Na prática, no entanto, a situação tem sido diferente. A ministra da Mulher, Cida Gonçalves, disse à Agência Brasil “que as mulheres e as mulheres têm encontrado obstáculos no aborto, em condições já previstas em lei”. Para ela, o resultado é que “quando o direito ao aborto é negado, por exemplo, a uma vítima de estupro, as evidências indicam que essa mulher o fará de forma nociva e clandestina”.
De acordo com a avaliação da ministra, o executivo deve garantir que todas as mulheres e mulheres tenham seus direitos garantidos e “que tenham acesso a dados sobre esses direitos e como acessá-los”.
O Ministério da Mulher lembra que em 2013 foi sancionada a lei do minuto seguinte para permitir o atendimento integral e multidisciplinar às vítimas de estupro nas instalações do Sistema Único de Saúde (SUS). “Esse serviço é fundamental para a prevenção da gravidez e infecções sexualmente transmissíveis, entre outros cuidados de saúde física e psicossocial”, disse a ministra Cida Gonçalves.
Todos os hospitais aprovados pelo SUS, que oferecem serviços de ginecologia e obstetrícia, devem realizar abortos nas instâncias previstas em lei.

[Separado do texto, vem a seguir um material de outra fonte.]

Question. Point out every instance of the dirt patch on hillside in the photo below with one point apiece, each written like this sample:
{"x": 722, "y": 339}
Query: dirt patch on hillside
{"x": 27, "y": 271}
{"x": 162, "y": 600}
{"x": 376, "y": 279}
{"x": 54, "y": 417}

No entanto, de acordo com o site Mapa do Aborto Legal, apenas 42 hospitais realizaram o procedimento em setembro de 2022.
Em nota oficial enviada à Agência Brasil, o Ministério da Saúde afirma que “está comprometido com a política de atenção integral à saúde da mulher, com vistas à inclusão e discussão no contexto da saúde sexual e reprodutiva; e também a Rede Cegonha, que inclui o atendimento às mulheres em situação de aborto”.
A partir de agora
Em janeiro deste ano, o governo federal derrubou uma ordem do Ministério da Saúde que exigia que os médicos comunicassem à polícia a justificativa para interromper a gravidez, mesmo nos casos previstos em lei, e também retivessem as provas de estupro.
No mesmo mês, a brasileira se retirou da Declaração do Consenso de Genebra sobre a Saúde da Mulher e o Fortalecimento da Família, assinada em 2020, por entender que ela representava uma posição das nações contra o aborto.
Para Débora Diniz, a investigação da ação que descriminaliza o aborto nas primeiras doze semanas de gestação, perante o Tribunal Federal (STF), é urgente.
“Em uma democracia, os poderes Legislativo e Judiciário têm legitimidade equivalente à violação de um direito básico, como a aptidão e o fator aborto”, disse ele. “Trata-se de não parar. Trata-se de tratar e prevenir. É sobre a vida, sobre a dignidade, especialmente dos jovens vulneráveis neste país”, explica o pesquisador.